En realidad, su juerga continua no puede esconder su desorientación. Han visto que el sueño de la impecable civilización occidental se venía abajo estrepitosamente en una guerra cruel donde los peores instintos y los intereses políticos hacían aflorar una barbarie salvaje. John Dos Passos, simpatizante en esa época del partido comunista, mostrará una compleja mirada a su tiempo con una áspera crítica social en Manhattan Transfer, además de ser técnicamente una novela que rompe parámetros, mezcla voces y puntos de vista de una manera que también anuncia la rotura de costuras de las convenciones de la novela. Scott Fitzgerald escribe El gran Gatsby con la experiencia de las fiestas fastuosas a las que él mismo ha asistido esos años en Estados Unidos. En su momento es considerada una novela menor y él murió pensando que no dejaba ninguna obra que fuese a ser recordada, pero ha terminado imponiéndose como el icono de una época: ese Gatsby rico y seductor al que todos admiran con sus fiestas multitudinarias en su gran mansión de Long Island donde corren ríos de champán y la música no cesa hasta el amanecer, no es más que una máscara que oculta la frustración, una farsa, alguien que ha hecho su dinero de manera ilícita y se ha construido una falsa identidad, rodeado de un mundo social de gente vacía, frívola, sin valores.

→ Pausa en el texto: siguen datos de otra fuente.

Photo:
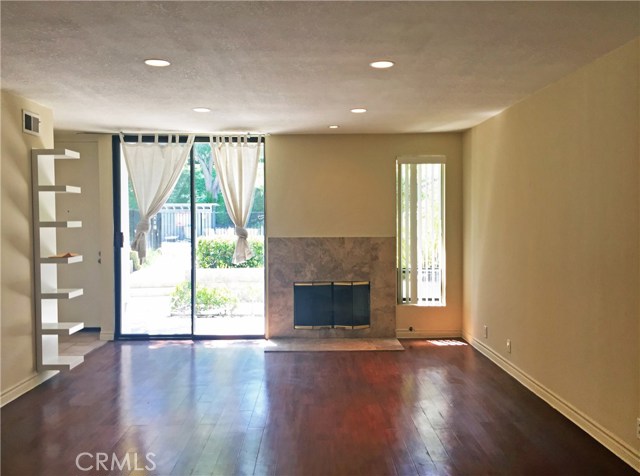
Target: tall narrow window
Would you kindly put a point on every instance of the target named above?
(421, 245)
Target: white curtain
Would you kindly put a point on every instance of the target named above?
(236, 164)
(154, 169)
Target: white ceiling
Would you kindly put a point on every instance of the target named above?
(297, 67)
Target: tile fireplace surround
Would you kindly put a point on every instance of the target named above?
(293, 260)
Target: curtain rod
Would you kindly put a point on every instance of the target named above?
(182, 137)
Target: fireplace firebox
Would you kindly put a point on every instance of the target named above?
(331, 304)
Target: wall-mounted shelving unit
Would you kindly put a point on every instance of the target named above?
(47, 259)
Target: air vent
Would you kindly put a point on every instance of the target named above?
(30, 123)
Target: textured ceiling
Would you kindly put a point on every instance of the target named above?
(297, 67)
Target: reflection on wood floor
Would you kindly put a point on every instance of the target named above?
(227, 408)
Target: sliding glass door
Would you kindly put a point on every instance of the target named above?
(187, 285)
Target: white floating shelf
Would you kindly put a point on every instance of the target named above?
(62, 362)
(57, 153)
(61, 293)
(59, 189)
(61, 328)
(61, 224)
(69, 260)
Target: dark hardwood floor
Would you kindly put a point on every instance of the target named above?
(226, 408)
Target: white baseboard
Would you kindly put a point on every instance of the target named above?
(427, 334)
(627, 453)
(23, 387)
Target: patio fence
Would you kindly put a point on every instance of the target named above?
(173, 223)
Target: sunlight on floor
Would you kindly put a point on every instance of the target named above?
(446, 342)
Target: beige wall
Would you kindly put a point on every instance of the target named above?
(93, 172)
(552, 242)
(344, 186)
(18, 351)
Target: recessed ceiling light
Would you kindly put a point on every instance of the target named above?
(382, 64)
(158, 63)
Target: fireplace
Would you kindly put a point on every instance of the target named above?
(339, 263)
(339, 304)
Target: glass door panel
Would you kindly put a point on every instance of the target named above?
(156, 291)
(229, 299)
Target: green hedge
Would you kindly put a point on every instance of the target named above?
(218, 253)
(216, 301)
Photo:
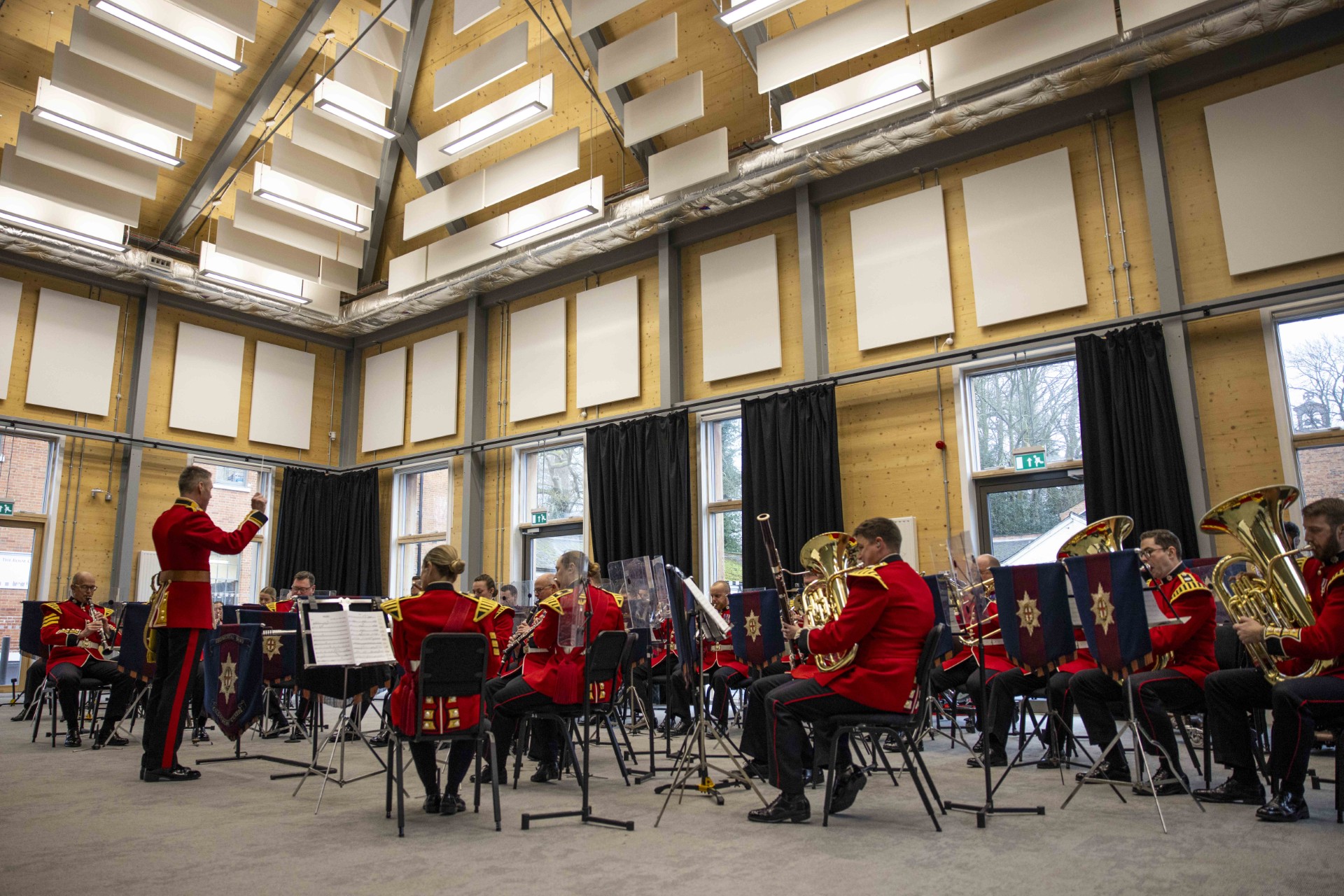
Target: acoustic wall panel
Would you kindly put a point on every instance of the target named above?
(435, 387)
(482, 66)
(61, 149)
(691, 163)
(663, 109)
(901, 276)
(122, 93)
(385, 400)
(127, 51)
(69, 190)
(636, 52)
(468, 13)
(1025, 41)
(283, 397)
(1277, 169)
(608, 343)
(70, 327)
(828, 41)
(537, 356)
(11, 293)
(207, 381)
(739, 308)
(1025, 253)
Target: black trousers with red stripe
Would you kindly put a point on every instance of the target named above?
(175, 672)
(1300, 707)
(787, 708)
(1098, 696)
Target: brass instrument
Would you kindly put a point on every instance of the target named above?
(1278, 596)
(831, 556)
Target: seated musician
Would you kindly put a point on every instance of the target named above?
(555, 676)
(1184, 656)
(718, 662)
(888, 614)
(440, 608)
(1300, 706)
(77, 630)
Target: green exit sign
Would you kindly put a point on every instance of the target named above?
(1028, 460)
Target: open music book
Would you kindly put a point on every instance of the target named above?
(350, 638)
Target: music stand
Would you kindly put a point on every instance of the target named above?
(1109, 594)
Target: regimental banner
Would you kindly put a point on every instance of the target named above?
(1109, 594)
(233, 678)
(757, 626)
(1034, 615)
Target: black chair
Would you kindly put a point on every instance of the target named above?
(901, 727)
(452, 665)
(605, 657)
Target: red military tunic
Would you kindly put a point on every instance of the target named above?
(437, 609)
(1191, 643)
(62, 626)
(1326, 638)
(558, 672)
(889, 615)
(185, 538)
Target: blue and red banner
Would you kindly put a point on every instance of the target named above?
(233, 678)
(1109, 594)
(757, 626)
(1034, 615)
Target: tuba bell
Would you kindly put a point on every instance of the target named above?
(831, 556)
(1277, 596)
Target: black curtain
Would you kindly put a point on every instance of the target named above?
(328, 526)
(638, 475)
(1132, 450)
(790, 469)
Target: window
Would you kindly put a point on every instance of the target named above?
(721, 491)
(422, 512)
(1310, 354)
(1025, 514)
(239, 578)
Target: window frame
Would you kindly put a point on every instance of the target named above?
(401, 477)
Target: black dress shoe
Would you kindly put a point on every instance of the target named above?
(784, 809)
(847, 789)
(1233, 792)
(176, 773)
(1284, 806)
(546, 771)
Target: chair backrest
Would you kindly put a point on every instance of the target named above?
(454, 665)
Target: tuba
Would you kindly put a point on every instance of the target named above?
(1277, 596)
(831, 556)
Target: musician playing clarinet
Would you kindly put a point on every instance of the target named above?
(888, 615)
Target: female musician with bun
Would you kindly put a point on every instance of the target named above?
(440, 608)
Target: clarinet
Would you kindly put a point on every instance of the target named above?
(781, 584)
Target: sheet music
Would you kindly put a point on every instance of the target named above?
(369, 638)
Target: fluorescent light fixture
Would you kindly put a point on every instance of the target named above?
(340, 112)
(848, 115)
(749, 13)
(105, 137)
(488, 131)
(156, 30)
(553, 213)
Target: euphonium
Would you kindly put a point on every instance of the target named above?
(1278, 596)
(831, 556)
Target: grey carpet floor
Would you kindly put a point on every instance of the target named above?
(83, 820)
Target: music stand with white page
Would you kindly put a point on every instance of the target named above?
(350, 633)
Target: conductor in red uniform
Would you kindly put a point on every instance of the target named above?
(888, 614)
(440, 608)
(185, 538)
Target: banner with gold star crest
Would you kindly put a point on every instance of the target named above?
(1109, 596)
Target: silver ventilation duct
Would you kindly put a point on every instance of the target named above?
(753, 178)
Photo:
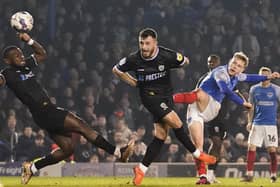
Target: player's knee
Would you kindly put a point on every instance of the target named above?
(217, 141)
(68, 150)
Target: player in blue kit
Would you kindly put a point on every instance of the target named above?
(205, 102)
(262, 124)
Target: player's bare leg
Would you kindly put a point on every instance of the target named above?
(153, 149)
(66, 149)
(173, 121)
(75, 124)
(214, 150)
(251, 156)
(273, 163)
(196, 131)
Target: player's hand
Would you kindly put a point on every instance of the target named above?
(274, 75)
(249, 127)
(24, 37)
(247, 105)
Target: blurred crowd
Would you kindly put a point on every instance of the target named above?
(85, 38)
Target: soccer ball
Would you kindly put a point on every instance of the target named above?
(22, 21)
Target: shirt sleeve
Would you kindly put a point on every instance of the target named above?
(125, 64)
(277, 90)
(222, 79)
(251, 77)
(31, 61)
(251, 99)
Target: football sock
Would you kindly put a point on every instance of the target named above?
(186, 97)
(213, 166)
(45, 161)
(200, 167)
(273, 162)
(182, 136)
(33, 168)
(152, 151)
(104, 144)
(251, 156)
(143, 168)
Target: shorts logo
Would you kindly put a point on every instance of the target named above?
(269, 94)
(189, 120)
(179, 57)
(161, 67)
(163, 106)
(216, 129)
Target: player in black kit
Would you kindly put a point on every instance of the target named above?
(151, 65)
(58, 122)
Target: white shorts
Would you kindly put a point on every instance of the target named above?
(266, 134)
(211, 111)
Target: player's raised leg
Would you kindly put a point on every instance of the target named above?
(66, 149)
(75, 124)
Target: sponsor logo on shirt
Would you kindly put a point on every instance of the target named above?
(161, 67)
(163, 106)
(26, 76)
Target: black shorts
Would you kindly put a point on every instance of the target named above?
(158, 105)
(216, 127)
(51, 118)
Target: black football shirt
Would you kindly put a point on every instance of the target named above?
(22, 81)
(154, 73)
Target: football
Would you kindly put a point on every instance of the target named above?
(22, 21)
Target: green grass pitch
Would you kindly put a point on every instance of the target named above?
(126, 182)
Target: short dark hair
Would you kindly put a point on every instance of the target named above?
(6, 50)
(214, 57)
(148, 32)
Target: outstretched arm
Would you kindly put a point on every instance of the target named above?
(2, 80)
(39, 51)
(258, 78)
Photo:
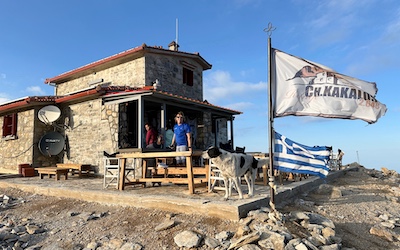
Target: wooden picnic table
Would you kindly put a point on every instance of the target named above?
(165, 179)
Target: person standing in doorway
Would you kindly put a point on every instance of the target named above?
(168, 134)
(182, 137)
(151, 136)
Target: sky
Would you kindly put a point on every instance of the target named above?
(359, 38)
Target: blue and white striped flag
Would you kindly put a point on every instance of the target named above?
(290, 156)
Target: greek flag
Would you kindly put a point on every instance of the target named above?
(290, 156)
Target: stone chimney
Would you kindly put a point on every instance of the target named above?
(173, 46)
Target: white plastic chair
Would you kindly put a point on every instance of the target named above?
(111, 172)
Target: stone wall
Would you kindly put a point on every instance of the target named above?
(169, 71)
(18, 151)
(93, 129)
(131, 73)
(143, 72)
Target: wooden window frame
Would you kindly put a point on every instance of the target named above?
(10, 126)
(187, 76)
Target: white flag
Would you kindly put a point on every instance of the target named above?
(305, 88)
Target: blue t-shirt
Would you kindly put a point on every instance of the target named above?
(180, 132)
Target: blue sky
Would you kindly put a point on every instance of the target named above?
(42, 39)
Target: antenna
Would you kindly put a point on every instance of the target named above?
(176, 31)
(49, 114)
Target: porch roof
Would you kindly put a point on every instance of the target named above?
(152, 94)
(113, 94)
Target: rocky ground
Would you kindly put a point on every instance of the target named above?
(360, 210)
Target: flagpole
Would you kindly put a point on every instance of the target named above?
(271, 134)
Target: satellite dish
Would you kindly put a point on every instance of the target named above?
(49, 114)
(51, 143)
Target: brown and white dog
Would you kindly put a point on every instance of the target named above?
(233, 166)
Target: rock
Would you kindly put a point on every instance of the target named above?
(249, 247)
(247, 239)
(224, 235)
(187, 239)
(321, 220)
(32, 229)
(92, 245)
(211, 242)
(131, 246)
(168, 223)
(328, 232)
(381, 232)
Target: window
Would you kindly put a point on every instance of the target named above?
(10, 126)
(187, 77)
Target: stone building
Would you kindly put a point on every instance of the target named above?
(104, 105)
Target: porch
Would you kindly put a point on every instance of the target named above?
(169, 197)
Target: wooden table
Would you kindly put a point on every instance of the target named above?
(189, 168)
(80, 168)
(53, 171)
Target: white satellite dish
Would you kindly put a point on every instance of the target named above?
(49, 114)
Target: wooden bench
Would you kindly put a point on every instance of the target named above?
(81, 169)
(53, 171)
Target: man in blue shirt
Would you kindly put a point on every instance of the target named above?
(181, 137)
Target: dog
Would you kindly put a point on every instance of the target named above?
(233, 166)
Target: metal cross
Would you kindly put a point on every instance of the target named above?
(269, 29)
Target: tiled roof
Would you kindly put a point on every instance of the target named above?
(122, 57)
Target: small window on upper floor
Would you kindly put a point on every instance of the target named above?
(10, 126)
(187, 76)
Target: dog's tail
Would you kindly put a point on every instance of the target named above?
(262, 162)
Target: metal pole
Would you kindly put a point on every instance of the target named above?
(271, 133)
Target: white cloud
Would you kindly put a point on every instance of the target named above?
(220, 86)
(241, 106)
(4, 98)
(36, 90)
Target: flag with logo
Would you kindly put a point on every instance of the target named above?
(305, 88)
(290, 156)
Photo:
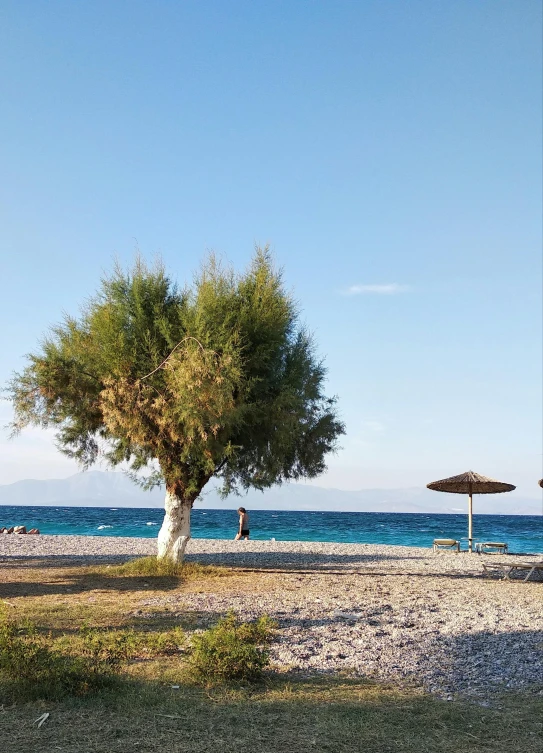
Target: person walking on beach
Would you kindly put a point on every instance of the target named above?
(243, 525)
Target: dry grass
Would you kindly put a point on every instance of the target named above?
(283, 714)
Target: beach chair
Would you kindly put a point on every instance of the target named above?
(446, 544)
(491, 547)
(508, 569)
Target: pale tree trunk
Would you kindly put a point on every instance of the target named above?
(174, 534)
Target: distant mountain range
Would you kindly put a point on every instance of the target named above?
(111, 489)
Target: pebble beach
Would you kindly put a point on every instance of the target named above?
(391, 613)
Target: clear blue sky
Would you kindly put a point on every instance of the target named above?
(390, 154)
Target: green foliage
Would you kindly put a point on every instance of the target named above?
(163, 568)
(32, 668)
(121, 645)
(214, 380)
(231, 651)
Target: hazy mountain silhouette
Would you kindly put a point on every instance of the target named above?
(111, 489)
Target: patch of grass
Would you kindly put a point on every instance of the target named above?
(231, 651)
(280, 716)
(32, 668)
(163, 568)
(133, 644)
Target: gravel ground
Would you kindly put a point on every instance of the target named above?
(388, 612)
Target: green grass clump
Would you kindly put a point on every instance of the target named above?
(125, 643)
(31, 668)
(163, 568)
(231, 651)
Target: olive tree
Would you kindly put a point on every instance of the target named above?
(217, 379)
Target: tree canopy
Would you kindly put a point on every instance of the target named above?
(215, 379)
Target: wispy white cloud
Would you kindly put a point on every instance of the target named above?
(391, 288)
(375, 426)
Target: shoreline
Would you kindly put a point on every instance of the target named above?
(387, 612)
(254, 552)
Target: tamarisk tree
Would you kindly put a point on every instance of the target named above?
(214, 380)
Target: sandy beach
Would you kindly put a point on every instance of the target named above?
(392, 613)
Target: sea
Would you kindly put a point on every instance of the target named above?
(523, 533)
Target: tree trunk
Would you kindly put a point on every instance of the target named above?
(174, 534)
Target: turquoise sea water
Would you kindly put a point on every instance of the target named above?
(523, 533)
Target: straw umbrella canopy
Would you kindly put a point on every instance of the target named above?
(470, 483)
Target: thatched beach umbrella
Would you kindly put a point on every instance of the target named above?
(470, 483)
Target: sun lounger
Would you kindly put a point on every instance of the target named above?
(491, 547)
(446, 544)
(508, 569)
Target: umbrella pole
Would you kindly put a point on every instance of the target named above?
(470, 521)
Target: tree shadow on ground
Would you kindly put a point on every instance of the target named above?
(88, 582)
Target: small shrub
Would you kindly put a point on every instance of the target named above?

Es una novela de 1925, pero ya adelanta lo que va a suceder al final de los locos años 20: esa alegría es una farsa y la fiesta se acabará abruptamente en el crack del 29. Todo se viene abajo como una torre de palillos.
La caída en el pozo será profunda. Hay padres de familia ahorcados por las deudas que saltan desde los balcones. Llegarán después los años 30 con su intemperie económica, el auge de los fascismos y la alegre sociedad occidental cayendo en un tobogán de nuevo hacia el infierno de la guerra.
Nosotros estamos en 2020 y no pensamos que se pueda repetir el Holocausto, pero no deberíamos bajar la guardia. La alegría está bien, la necesitamos, no se puede vivir sin alegría. Pero el ruido de la euforia a veces ensorda y no deja escuchar las voces sensatas que nos recuerdan que la Covid-19 no se ha ido, que sigue agazapada. Que cuando se vaya, otros virus vendrán y necesitamos sistemas sanitarios públicos fuertes que no se recorten. Que en estos meses hemos contaminado menos y el planeta ha respirado, que si no aprendemos algo de todo esto el holocausto climático al que estamos contribuyendo entre todos nos estallará en las manos. En los años 1920 el afán de enterrar los problemas en una cascada de risa ruidosa y superficial hizo que el drama aflorara poco después de manera arrasadora.